Although most cancers occur by chance, about 10% are hereditary, due to change in a gene that increases an individual’s risk of developing certain types of cancer, often at an earlier age than usual. Identifying people at risk of hereditary cancer is important because it informs cancer screening recommendations and can lead to options for reducing cancer risk.
In this webinar you will learn how a person’s family cancer history and personal medical history can be used to identify people at risk of hereditary cancer, why it is important to identify at-risk individuals, and how to navigate those at risk to cancer genetics services. Misconceptions about genetic counseling and testing will also be addressed. Additionally, they share information about private insurance, Medicare and Medicaid coverage of genetic counseling and testing, guideline-recommended downstream care for mutation carriers, and an overview of laws related to genetic privacy and protections. You will also learn about FORCE’s programs for healthcare professionals and for patients who carry a gene mutation.
Piri L Welcsh, PhD
Vice President of Education
Facing Hereditary Cancer EMPOWERED (FORCE)

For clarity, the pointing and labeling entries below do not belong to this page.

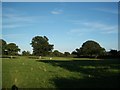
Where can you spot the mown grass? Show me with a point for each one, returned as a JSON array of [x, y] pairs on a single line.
[[59, 72]]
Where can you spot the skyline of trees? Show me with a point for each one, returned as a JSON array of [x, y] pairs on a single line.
[[41, 47]]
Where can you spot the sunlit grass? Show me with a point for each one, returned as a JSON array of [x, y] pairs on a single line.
[[25, 72]]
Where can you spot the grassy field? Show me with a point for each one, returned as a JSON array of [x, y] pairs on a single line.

Dr. Piri L. Welcsh was finishing her Ph.D. in Molecular Genetics at The Ohio State University when she read the groundbreaking research paper by Dr. Mary-Claire King describing the location of BRCA1. Guided by this pioneering research, she committed herself to the study of inherited cancer. Her postdoctoral project at the University of Texas Southwestern Medical Center was in collaboration with Mary-Claire’s groups and others to clone BRCA1. During this time, her maternal grandmother was diagnosed and died of breast cancer and her mother was also diagnosed and is currently a two-time breast cancer survivor.
Piri joined Mary-Claire King’s laboratory at the University of Washington in 1996 and spent the next 20 years working with her and others identifying other hereditary cancer genes, as well as studying how they normally function in cells. A few years ago, shortly after her mother was diagnosed with a second primary breast cancer, both of her mother’s sisters as well as her mother’s cousin were also diagnosed with breast cancer. Piri is a previvor of sorts in that she is part of a high-risk breast cancer “mystery family”, a family with a lot of breast cancer, but no known mutation in any known breast cancer gene.

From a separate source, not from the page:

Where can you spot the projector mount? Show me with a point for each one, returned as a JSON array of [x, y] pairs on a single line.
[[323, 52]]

Piri lives in Seattle, WA with her boy/girl twins and another son. Her family absolutely loves living and playing in the Pacific Northwest.
Lisa A. Schlager
Vice President, Public Policy
Facing Hereditary Cancer EMPOWERED (FORCE)
Lisa Schlager is a recognized consumer advocacy leader for people affected by hereditary cancer. As Vice President of Public Policy for FORCE, she spearheads the organization’s legislative and regulatory policy efforts, advocating for the unique needs of the high-risk cancer community.
Well-versed in healthcare and genetic privacy laws—e.g. Genetic Information Nondiscrimination Act (GINA), Women’s Health and Cancer Rights Act (WHCRA), Affordable Care Act—Schlager is the point person on national guidelines and advocacy issues impacting the hereditary cancer community. She possesses expert knowledge on policies affecting individuals at increased risk of cancer, insurance coverage of genetic, screening and preventive services, and targeted treatments for those diagnosed with hereditary cancers.
Ms. Schlager holds leadership positions with a number of cancer and healthcare initiatives in the government, nonprofit, and private sectors. She represents FORCE and the hereditary cancer community as an expert speaker at conferences, events, and in the media.
Angela Trepanier, MS, LCGC
Licensed Genetic Counselor
Director, Genetic Counseling Graduate Program
Professor (Clinician Educator)
Center for Molecular Medicine and Genetics
Wayne State University
Angela Trepanier, MS, LCGC. Angela Trepanier is a licensed genetic counselor, professor (clinician educator) in molecular medicine and genetics and director of the genetic counseling graduate program at Wayne State University in Detroit Michigan. For over a decade she has worked with the Michigan Department of Health and Human Services on a cooperative agreement with the Centers for Disease and Prevention to improve appropriate access to cancer genetic counseling and testing. Her focus is educating healthcare providers, community members, and trainees about how to identify families at risk of hereditary cancer, why it is important, and steps to take to initiate genetic counseling and possible testing for cancer risk. Angela is on the advisory board of the organization, Facing our Risk of Cancer Empowered, an organization which support people at risk of hereditary cancer. She is currently president-elect of the American Board of Genetic Counseling and past president of the National Society of Genetic Counselors.